Defendants contend that "Plaintiffs' November 15, 2013 testimony that putative class members worked 15 to 20 hours of overtime per week allowed [Defendants] to calculate a minimum amount in controversy for [Plaintiffs' Class I] overtime claim of more than $24 million." (ECF No. 9 at 18). Defendants have failed to adequately demonstrate that Plaintiffs may competently testify as to the number of hours worked by each of the 318 individuals who comprise Plaintiff Class I in the First Amended Complaint. In the Notice of Removal and the Burges Declaration, Defendants offer no other evidentiary basis for their contention that each putative class member worked at least 15 hours of overtime during each of the weeks at issue.[4]
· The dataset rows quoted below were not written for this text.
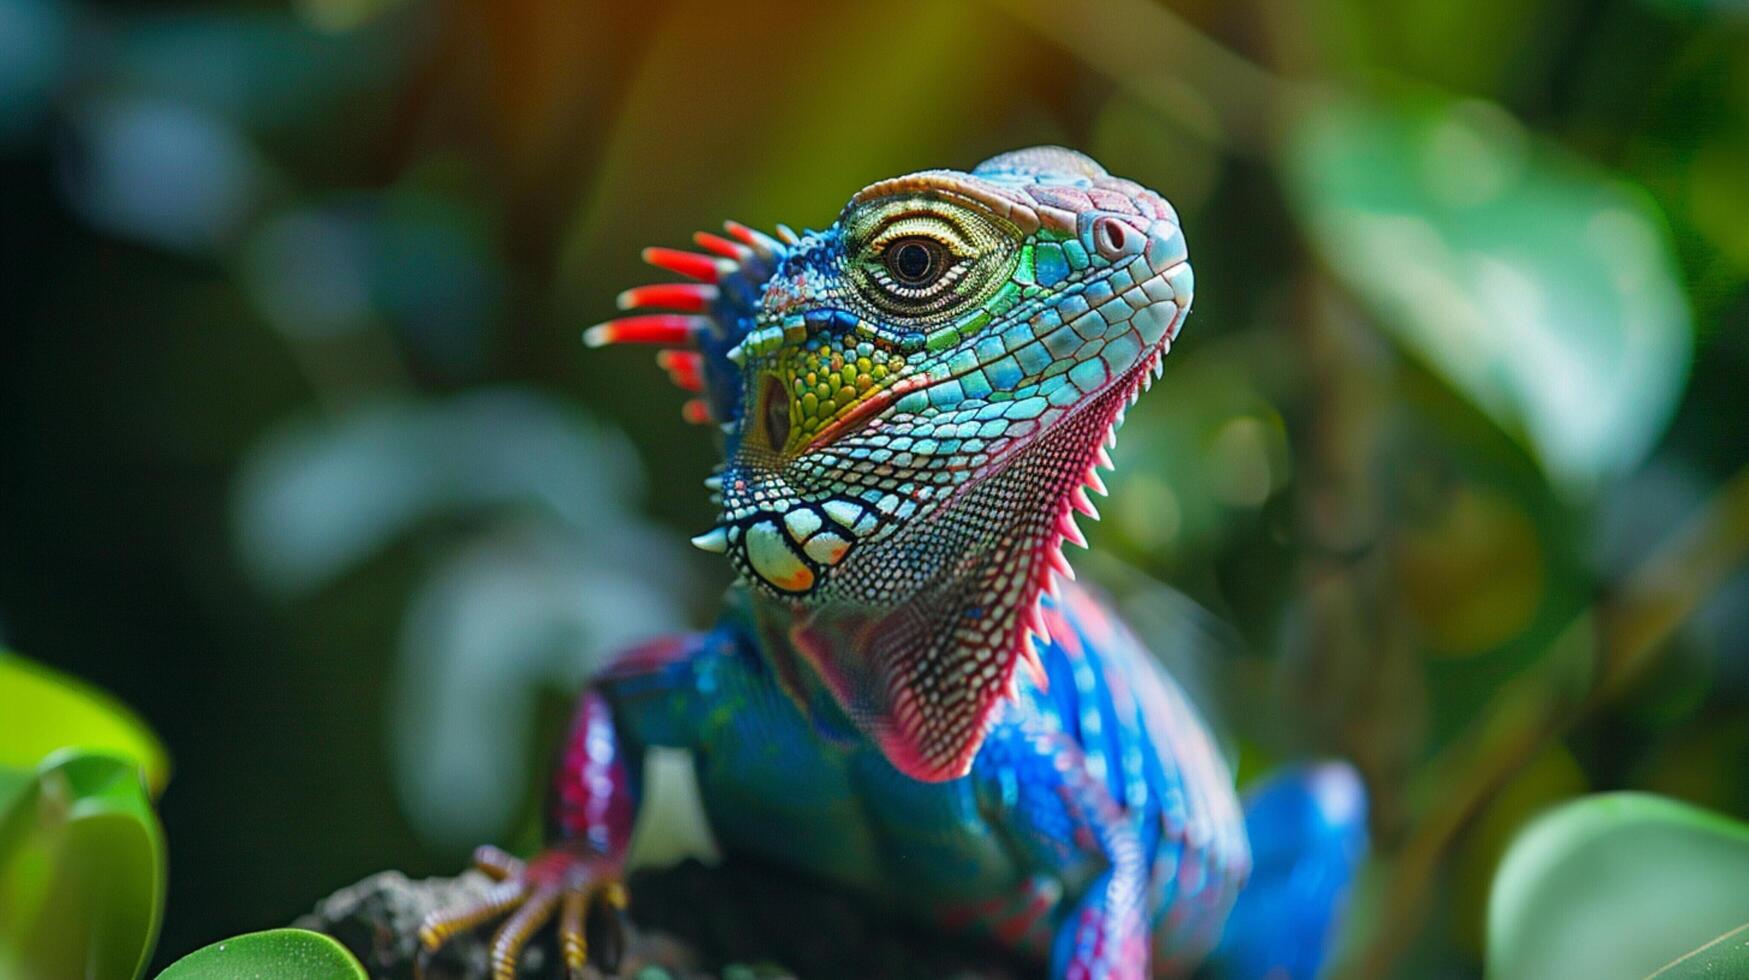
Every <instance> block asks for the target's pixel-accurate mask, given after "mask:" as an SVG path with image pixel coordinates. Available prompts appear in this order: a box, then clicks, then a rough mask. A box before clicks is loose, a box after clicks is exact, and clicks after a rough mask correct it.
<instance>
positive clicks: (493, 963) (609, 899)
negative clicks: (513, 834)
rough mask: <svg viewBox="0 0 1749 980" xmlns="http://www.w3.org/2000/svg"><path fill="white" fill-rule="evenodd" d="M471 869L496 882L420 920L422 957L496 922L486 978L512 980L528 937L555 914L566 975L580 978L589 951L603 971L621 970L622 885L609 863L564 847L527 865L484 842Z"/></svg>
mask: <svg viewBox="0 0 1749 980" xmlns="http://www.w3.org/2000/svg"><path fill="white" fill-rule="evenodd" d="M474 866H476V868H479V870H481V872H484V873H486V875H488V877H490V879H493V882H495V884H493V886H491V887H490V889H486V893H484V894H481V896H479V898H476V900H470V901H465V903H462V905H456V907H453V908H439V910H436V912H432V914H429V915H427V917H425V919H423V921H422V922H420V947H422V954H423V956H430V954H434V952H437V950H439V949H442V947H444V945H446V943H448V942H449V940H453V938H455V936H456V935H460V933H465V931H469V929H474V928H477V926H483V924H486V922H491V921H493V919H500V917H502V919H504V922H502V924H500V926H498V931H497V933H493V935H491V947H490V954H488V963H490V973H491V980H514V977H516V968H518V964H519V961H521V956H523V947H526V945H528V938H530V936H533V935H535V933H537V931H540V928H542V926H546V924H547V922H551V921H553V915H554V914H558V947H560V959H561V961H563V963H565V971H567V975H568V977H572V978H581V977H584V968H586V966H588V964H589V959H591V954H593V959H595V963H596V966H600V968H602V970H605V971H607V973H610V975H612V973H617V971H619V961H621V957H623V954H624V949H626V929H624V908H626V886H624V884H623V882H621V880H619V870H617V866H616V865H614V863H609V861H607V859H603V858H600V856H593V854H586V852H581V851H575V849H565V847H556V849H549V851H544V852H540V854H539V856H535V858H533V859H532V861H526V863H525V861H519V859H518V858H512V856H511V854H505V852H504V851H498V849H497V847H490V845H486V847H481V849H479V851H476V852H474ZM591 940H593V945H591ZM423 956H422V959H423Z"/></svg>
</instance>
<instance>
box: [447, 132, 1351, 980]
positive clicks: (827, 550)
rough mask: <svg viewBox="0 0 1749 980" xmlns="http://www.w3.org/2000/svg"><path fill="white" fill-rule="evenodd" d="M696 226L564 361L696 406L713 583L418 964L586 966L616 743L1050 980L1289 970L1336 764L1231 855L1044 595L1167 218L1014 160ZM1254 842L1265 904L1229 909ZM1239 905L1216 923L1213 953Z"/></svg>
mask: <svg viewBox="0 0 1749 980" xmlns="http://www.w3.org/2000/svg"><path fill="white" fill-rule="evenodd" d="M726 229H728V233H729V238H721V236H714V235H700V236H698V243H700V245H701V247H705V248H707V252H710V254H708V255H698V254H686V252H670V250H659V248H652V250H649V252H647V254H645V257H647V259H649V261H651V262H652V264H656V266H661V268H666V269H670V271H675V273H680V275H684V276H689V278H693V280H696V282H693V283H668V285H654V287H642V289H633V290H628V292H626V294H623V296H621V306H623V308H626V310H631V311H635V315H631V317H624V318H621V320H614V322H609V324H603V325H600V327H595V329H591V331H589V334H586V339H588V341H589V343H591V345H600V343H621V341H656V343H665V345H673V346H677V348H679V350H665V352H663V353H661V355H659V362H661V364H663V366H665V367H666V369H668V373H670V374H672V376H673V380H675V381H677V383H680V385H682V387H686V388H691V390H700V392H701V395H700V397H698V399H694V401H693V402H689V404H687V409H686V411H687V416H689V418H694V420H700V422H715V423H719V425H721V427H722V432H724V457H726V464H724V465H722V467H721V471H719V474H717V476H714V478H712V479H710V481H708V485H710V486H712V490H714V492H715V493H717V499H719V500H721V504H722V514H721V520H719V523H717V527H714V528H712V530H710V532H707V534H701V535H700V537H696V539H694V544H698V546H700V548H705V549H707V551H717V553H726V555H728V556H729V558H731V560H733V563H735V567H736V570H738V572H740V583H738V584H736V588H735V590H733V591H731V595H729V602H728V609H726V613H724V616H722V620H721V621H719V625H717V627H715V628H714V630H710V632H708V634H700V635H686V637H670V639H665V641H658V642H654V644H649V646H645V648H640V649H635V651H630V653H626V655H624V656H621V658H619V660H616V662H614V663H612V665H610V667H609V669H607V670H605V672H602V674H600V676H598V677H596V679H595V683H593V684H591V686H589V690H588V691H586V693H584V697H582V700H581V704H579V712H577V721H575V723H574V728H572V737H570V739H568V742H567V749H565V753H563V756H561V761H560V765H558V770H556V774H554V793H553V810H551V814H553V821H551V840H553V845H551V847H549V851H547V852H546V854H542V856H540V858H537V859H535V861H532V863H528V865H521V863H516V861H514V859H509V858H504V856H502V854H497V852H488V854H484V859H483V866H486V868H488V870H490V872H493V873H495V875H497V877H500V879H502V882H504V884H502V886H498V889H500V891H498V893H495V894H493V896H491V898H490V901H486V903H483V905H477V907H469V908H460V910H453V912H448V914H444V915H436V917H432V921H430V922H427V928H425V931H423V936H425V942H427V945H429V947H436V945H441V943H442V940H444V938H448V936H449V935H453V933H455V931H456V929H462V928H472V926H476V924H479V922H484V921H488V919H495V917H498V915H504V914H509V919H507V921H505V924H504V926H500V929H498V936H497V938H495V954H493V970H495V973H497V975H498V977H505V978H507V977H511V975H512V973H514V966H516V956H518V952H519V949H521V945H523V943H525V942H526V938H528V935H532V933H533V929H537V928H539V924H542V922H544V921H547V919H549V917H553V915H558V917H560V936H561V949H563V959H565V963H567V966H568V968H570V970H572V971H574V973H575V971H581V970H582V966H584V961H586V959H588V957H589V956H591V954H589V952H588V950H586V949H584V943H582V926H581V922H582V921H584V917H586V915H588V907H589V905H591V903H593V901H596V900H605V901H607V903H609V905H616V907H623V903H624V893H623V889H621V887H619V886H617V880H619V873H621V870H623V859H624V849H626V842H628V838H630V830H631V821H633V814H635V809H637V774H638V770H640V761H642V751H644V749H645V747H649V746H673V747H684V749H689V751H693V754H694V758H696V761H698V774H700V788H701V795H703V800H705V809H707V814H708V817H710V823H712V828H714V831H715V835H717V838H719V844H721V845H722V847H724V849H726V851H729V852H745V854H756V856H761V858H766V859H775V861H780V863H785V865H791V866H798V868H803V870H808V872H813V873H817V875H822V877H827V879H831V880H838V882H843V884H845V886H847V887H854V889H857V891H861V893H864V894H868V896H871V898H874V900H880V901H888V903H894V905H897V907H902V908H906V910H909V912H913V914H916V915H920V917H923V919H927V921H930V922H934V924H937V926H941V928H944V929H955V931H967V933H981V935H988V936H992V938H995V940H997V942H1000V943H1006V945H1011V947H1014V949H1020V950H1025V952H1030V954H1034V956H1037V957H1039V961H1041V963H1044V964H1048V966H1049V971H1051V975H1053V977H1069V978H1083V977H1114V978H1116V977H1144V975H1149V973H1154V975H1177V973H1184V971H1188V970H1193V968H1195V966H1196V964H1198V963H1202V961H1203V959H1205V956H1207V954H1209V952H1210V950H1212V949H1216V943H1217V940H1219V942H1221V952H1219V957H1221V963H1223V964H1224V968H1226V970H1228V971H1230V973H1235V975H1259V977H1261V975H1265V973H1270V971H1273V973H1270V975H1277V977H1310V975H1315V971H1317V970H1319V966H1320V961H1322V950H1324V943H1326V940H1327V936H1329V931H1331V921H1333V910H1334V907H1336V898H1338V896H1340V893H1341V891H1343V889H1345V886H1347V882H1348V877H1350V875H1352V870H1354V865H1355V861H1357V859H1359V854H1361V851H1362V847H1364V831H1362V830H1361V826H1362V814H1364V796H1362V795H1361V791H1359V786H1357V782H1355V781H1354V777H1352V774H1350V772H1348V770H1345V768H1341V767H1322V768H1315V770H1307V772H1300V774H1291V775H1287V777H1280V779H1277V781H1273V784H1272V786H1270V788H1268V789H1266V791H1265V793H1261V795H1259V796H1258V802H1259V803H1258V807H1254V809H1252V810H1251V814H1249V824H1251V826H1249V833H1251V837H1247V814H1242V809H1240V802H1238V798H1237V795H1235V791H1233V781H1231V775H1230V774H1228V770H1226V765H1224V761H1223V760H1221V756H1219V753H1217V751H1216V746H1214V742H1212V739H1210V735H1209V732H1207V728H1205V725H1203V723H1202V719H1200V718H1198V714H1196V711H1195V707H1193V705H1191V704H1189V700H1188V698H1186V697H1184V695H1182V691H1181V690H1179V688H1177V686H1175V684H1174V683H1172V679H1170V677H1167V676H1165V672H1163V670H1161V669H1160V667H1158V665H1156V663H1154V662H1153V660H1151V658H1149V655H1147V653H1146V651H1144V649H1142V646H1140V644H1139V642H1137V641H1135V639H1133V637H1132V635H1130V634H1128V630H1126V628H1125V627H1123V625H1121V623H1118V621H1116V618H1114V616H1111V614H1109V613H1107V611H1105V609H1104V607H1102V606H1100V602H1098V600H1097V598H1093V597H1091V595H1090V593H1088V591H1083V590H1079V588H1076V586H1060V579H1063V577H1069V565H1067V562H1065V560H1063V556H1062V541H1065V539H1069V541H1076V542H1079V532H1077V530H1076V525H1074V513H1076V511H1081V513H1086V514H1091V513H1093V507H1091V504H1090V500H1088V497H1086V490H1084V488H1086V486H1088V485H1091V486H1093V488H1100V486H1098V476H1097V467H1098V465H1109V460H1107V457H1105V446H1107V444H1109V441H1111V439H1112V436H1114V432H1116V427H1118V425H1119V422H1121V418H1123V409H1125V408H1126V406H1128V404H1130V402H1132V401H1133V399H1135V397H1137V395H1139V394H1140V392H1142V390H1144V388H1147V387H1149V383H1151V381H1153V378H1156V376H1158V373H1160V366H1161V357H1163V355H1165V353H1167V350H1168V346H1170V343H1172V339H1174V338H1175V336H1177V331H1179V327H1181V325H1182V322H1184V317H1186V315H1188V311H1189V304H1191V289H1193V276H1191V269H1189V261H1188V252H1186V245H1184V236H1182V233H1181V228H1179V222H1177V215H1175V214H1174V210H1172V207H1170V205H1168V203H1167V201H1165V200H1163V198H1160V196H1158V194H1154V193H1153V191H1147V189H1146V187H1140V186H1137V184H1133V182H1130V180H1121V179H1114V177H1109V175H1107V173H1105V172H1104V170H1102V168H1100V166H1098V165H1095V163H1093V161H1091V159H1088V158H1084V156H1081V154H1076V152H1072V151H1063V149H1056V147H1039V149H1030V151H1020V152H1013V154H1004V156H999V158H995V159H992V161H986V163H985V165H983V166H979V168H976V170H974V172H971V173H960V172H946V170H937V172H923V173H915V175H909V177H897V179H892V180H883V182H878V184H873V186H869V187H866V189H862V191H861V193H857V194H855V196H854V198H852V200H850V203H848V205H847V208H845V212H843V214H841V215H840V219H838V221H836V222H834V224H833V226H831V228H827V229H826V231H819V233H808V235H805V236H798V235H794V233H791V231H787V229H780V233H778V236H777V238H771V236H766V235H761V233H756V231H750V229H747V228H742V226H736V224H733V222H731V224H728V226H726ZM647 308H666V310H675V311H672V313H647V311H640V310H647ZM1100 490H1102V488H1100ZM1021 667H1025V670H1023V672H1021V670H1020V669H1021ZM1254 842H1256V844H1258V847H1259V849H1263V852H1265V854H1268V856H1270V863H1268V865H1266V866H1259V882H1265V880H1266V882H1270V884H1268V886H1266V887H1265V886H1258V887H1251V889H1245V880H1247V875H1249V873H1251V868H1252V856H1251V845H1252V844H1254ZM1242 889H1244V894H1245V898H1244V900H1242V898H1240V896H1242ZM1251 896H1256V898H1251ZM1235 901H1242V905H1240V908H1242V914H1240V915H1235V922H1244V924H1245V928H1244V929H1233V931H1231V933H1230V935H1228V936H1226V938H1224V940H1223V924H1224V922H1226V919H1228V912H1230V910H1231V908H1233V905H1235ZM1245 903H1249V907H1254V908H1258V910H1259V912H1256V914H1247V912H1245V910H1247V905H1245Z"/></svg>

Courts have held that "[a] declaration stating the number of employees who worked for Defendant during the years prior to this action, together with assumptions about these employees, is not sufficient to establish that it is more likely than not that the amount in controversy in this case exceeds $5 Million." Ornelas v. Children's Place Retail Stores, Inc., No. 13-02226-JAK, 2013 WL 2468388, at *4 (C.D. Cal. June 5, 2013); see also Roth v. Comerica Bank, 799 F.Supp.2d 1107, 1127-28 (C.D. Cal. 2010) ("When applying the preponderance of the evidence standard to California Labor Code claims, many California district courts have refused to credit damage calculations based on variables not clearly suggested by the complaint or supported by evidence, concluding that the calculations are mere conjecture.") (collecting cases). "It is, of course, true that a removing defendant is not responsible for conducting a fact-specific inquiry into whether the rights of each and every potential class member were violated, answering the ultimate question the litigation presents, or trying the case itself for the purposes of establishing jurisdiction. Nonetheless, in evaluating whether a party has met its burden of proof with respect to jurisdiction, several circuits have held that it is proper for district courts to consider which party has access to or control over the records and information required to determine whether the amount in controversy requirement is met." Roth, 799 F.Supp.2d at 1129-30 (collecting cases). In this case, Defendants are in the best position to produce evidence of the working hours and wages of their own employees. See id. at 1130 (same); see also Ornelas, 2013 WL 2468388, at *4 (same). The Court finds that Defendants have failed to satisfy their burden of showing by a preponderance of the evidence that the $5, 000, 000 amount in controversy requirement is met.

IV. Conclusion

IT IS HEREBY ORDERED that the Motion for Remand is GRANTED. (ECF No. 5). Pursuant to 28 U.S.C. § 1447(c), this action is REMANDED to San Diego County Superior Court, where it was originally filed and assigned case number 37-2009-00085300-CU-OE-CTL.